El cultivo de la ciruela ha pasado años de incertidumbre con ajustes en su extensión. ¿Qué perspectivas tiene?

Uno de los cultivos que mejor refleja la capacidad de adaptación del sector es la ciruela. Extremadura ha sido históricamente líder en producción de ciruela en España y en Europa, pero en los últimos años este cultivo ha atravesado un proceso de reajuste. Se han producido arranques de plantaciones menos competitivas y una reorganización varietal importante. Este proceso, aunque complejo, era necesario.

Hoy la ciruela extremeña entra en una etapa de mayor equilibrio, respondiendo mejor a lo que demandan los mercados internacionales en cuanto a calibre, sabor, firmeza y calendario de producción. Además, las cooperativas están jugando un papel clave en la planificación varietal y en la organización de la oferta, algo imprescindible para evitar saturaciones puntuales del mercado. Las perspectivas son moderadamente optimistas si seguimos apostando por la innovación varietal, la profesionalización y la concentración comercial.

¿Cómo se valora el acuerdo de Mercosur para la fruta de hueso?

Es cierto que para algunos sectores agrícolas europeos existen dudas razonables sobre el impacto que puede tener este acuerdo con Mercosur, pero en el caso de la fruta de hueso puede suponer oportunidades interesantes que deben aprovecharse con inteligencia, siempre garantizando reciprocidad en condiciones sanitarias y comerciales.
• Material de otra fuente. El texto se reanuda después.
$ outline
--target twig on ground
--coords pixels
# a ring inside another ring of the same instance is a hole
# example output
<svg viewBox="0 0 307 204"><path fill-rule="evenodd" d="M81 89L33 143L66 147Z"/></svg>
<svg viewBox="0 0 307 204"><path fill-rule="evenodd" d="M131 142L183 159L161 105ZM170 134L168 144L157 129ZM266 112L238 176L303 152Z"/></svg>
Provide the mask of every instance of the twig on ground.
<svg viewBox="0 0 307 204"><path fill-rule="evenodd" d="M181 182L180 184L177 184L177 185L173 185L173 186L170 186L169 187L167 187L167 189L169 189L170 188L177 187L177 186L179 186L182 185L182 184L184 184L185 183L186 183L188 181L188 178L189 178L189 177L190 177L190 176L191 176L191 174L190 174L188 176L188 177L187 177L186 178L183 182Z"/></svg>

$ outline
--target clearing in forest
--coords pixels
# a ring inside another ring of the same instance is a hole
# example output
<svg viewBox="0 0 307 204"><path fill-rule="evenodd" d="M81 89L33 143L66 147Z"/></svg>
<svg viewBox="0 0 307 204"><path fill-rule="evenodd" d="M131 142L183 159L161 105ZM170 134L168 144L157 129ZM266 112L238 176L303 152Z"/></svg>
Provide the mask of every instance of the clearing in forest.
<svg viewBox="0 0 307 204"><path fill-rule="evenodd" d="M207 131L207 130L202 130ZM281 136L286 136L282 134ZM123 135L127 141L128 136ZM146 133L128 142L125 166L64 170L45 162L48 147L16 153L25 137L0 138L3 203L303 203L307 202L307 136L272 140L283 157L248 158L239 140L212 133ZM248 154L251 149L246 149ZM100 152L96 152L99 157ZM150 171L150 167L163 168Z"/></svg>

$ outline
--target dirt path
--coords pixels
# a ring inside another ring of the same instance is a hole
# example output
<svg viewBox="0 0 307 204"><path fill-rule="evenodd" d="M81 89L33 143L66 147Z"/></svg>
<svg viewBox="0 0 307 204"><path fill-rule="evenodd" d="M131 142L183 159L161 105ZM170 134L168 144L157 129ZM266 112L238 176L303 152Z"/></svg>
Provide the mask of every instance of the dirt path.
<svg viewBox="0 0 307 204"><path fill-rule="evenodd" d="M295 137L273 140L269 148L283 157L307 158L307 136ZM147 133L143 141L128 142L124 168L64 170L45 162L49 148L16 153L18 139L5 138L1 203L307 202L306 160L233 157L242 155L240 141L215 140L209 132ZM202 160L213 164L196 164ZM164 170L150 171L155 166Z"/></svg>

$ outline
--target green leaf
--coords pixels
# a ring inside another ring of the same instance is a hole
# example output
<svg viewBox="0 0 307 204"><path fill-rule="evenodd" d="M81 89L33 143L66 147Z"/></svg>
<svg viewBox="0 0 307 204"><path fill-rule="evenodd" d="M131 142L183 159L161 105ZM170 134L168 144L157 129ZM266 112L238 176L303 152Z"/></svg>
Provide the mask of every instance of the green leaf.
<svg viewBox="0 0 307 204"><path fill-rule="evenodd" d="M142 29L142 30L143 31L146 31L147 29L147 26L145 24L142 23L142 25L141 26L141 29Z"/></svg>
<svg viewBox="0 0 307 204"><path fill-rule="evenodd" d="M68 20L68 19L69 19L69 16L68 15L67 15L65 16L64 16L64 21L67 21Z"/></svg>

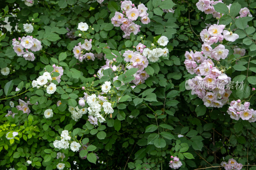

Seguimos trabajando para diversificar destinos y no depender exclusivamente de los mercados europeos tradicionales.

En cuánto a la cereza y picota, ¿hay nuevas oportunidades en los mercados internacionales?

La cereza y la picota ofrecen un enorme potencial. La producción del Valle del Jerte, en el norte de Extremadura, cuenta con un reconocimiento internacional consolidado por su calidad diferenciada. Europa seguirá siendo el destino principal, pero cada vez hay más interés en mercados de Oriente Medio, Asia o incluso América del Norte. Son mercados exigentes, que requieren una logística impecable, una excelente conservación del producto y un fuerte trabajo promocional. Aquí las cooperativas desempeñan un papel esencial. Gracias a su dimensión comercial y a su capacidad para agrupar volúmenes, pueden abordar con mayores garantías la apertura de estos destinos.

El futuro de la fruta de hueso extremeña pasa por seguir mejorando la planificación productiva y varietal reforzando la integración cooperativa para ganar fuerza en la comercialización, apostar decididamente por la apertura de nuevos mercados internacionales que permitan dar salida a una producción de alta calidad que cada año demuestra el enorme potencial del sector en Extremadura. Siempre y cuando se encuentren soluciones al grave problema de falta de mano de obra a la que se enfrentan los fruticultores extremeños.